Well, it's official: No one can claim they don't have enough time to work out ever again.
Although multiple studies have shown you can reap big benefits from workout sessions as short as 30 or 20 minutes, new research takes the time threshold to an all-time low. A recent study conducted at McMaster University in Ontario suggests that as little as one minute of high intensity exercise—within a 10-minute workout that includes a warmup and cool down—can improve cardiovascular health.
The researchers at McMaster put 14 overweight and inactive, but healthy, men and women on a controlled nutrition plan and had them perform three workouts per week for six weeks. The workout consisted of a two-minute warm-up, three intervals of 20 seconds of intense exercise followed by a two minutes of recovery, and a two-minute cooldown.
The results? With just 30 minutes of exercise time per week, only three of which devoted to high intensity exercise, participants lowered their blood pressure and increased their VO2 max (maximal aerobic capacity, or oxygen uptake.)
"The improvement in fitness, in VO2 max and the muscles' ability to use oxygen, was 12 percent in six weeks. . . a striking and dramatic change, especially given the very small amount of exercise," said Dr. Martin Gibala, a professor of kinesiology at McMaster who supervised the study.

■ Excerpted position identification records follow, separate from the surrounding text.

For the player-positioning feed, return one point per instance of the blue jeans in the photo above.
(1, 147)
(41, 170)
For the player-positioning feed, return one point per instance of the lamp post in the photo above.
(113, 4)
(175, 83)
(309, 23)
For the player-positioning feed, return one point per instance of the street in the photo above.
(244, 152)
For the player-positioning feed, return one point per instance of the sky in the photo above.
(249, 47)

Gibala has been researching high intensity interval training (or HITT) for close to a decade, and most of his studies have confirmed the effectiveness of the method—physiologically, health- and performance-wise—compared to traditional steady-pace endurance exercise.

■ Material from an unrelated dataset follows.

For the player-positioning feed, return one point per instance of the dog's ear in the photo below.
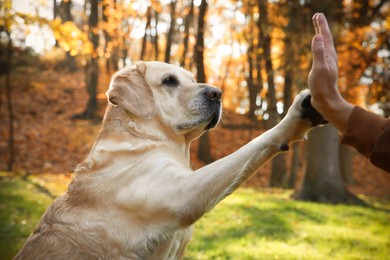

The goal of Gibala's latest study was to reduce the time spent working out and investigate the impact of HITT on the body even in a very low-volume approach.
"It's reasonable to say that this would be comparable to at least 30 to 40 minutes of traditional moderate intensity cardio," said Gibala, "We're talking about a 10-minute time commitment, 1 minute of intense exercise, three times a week."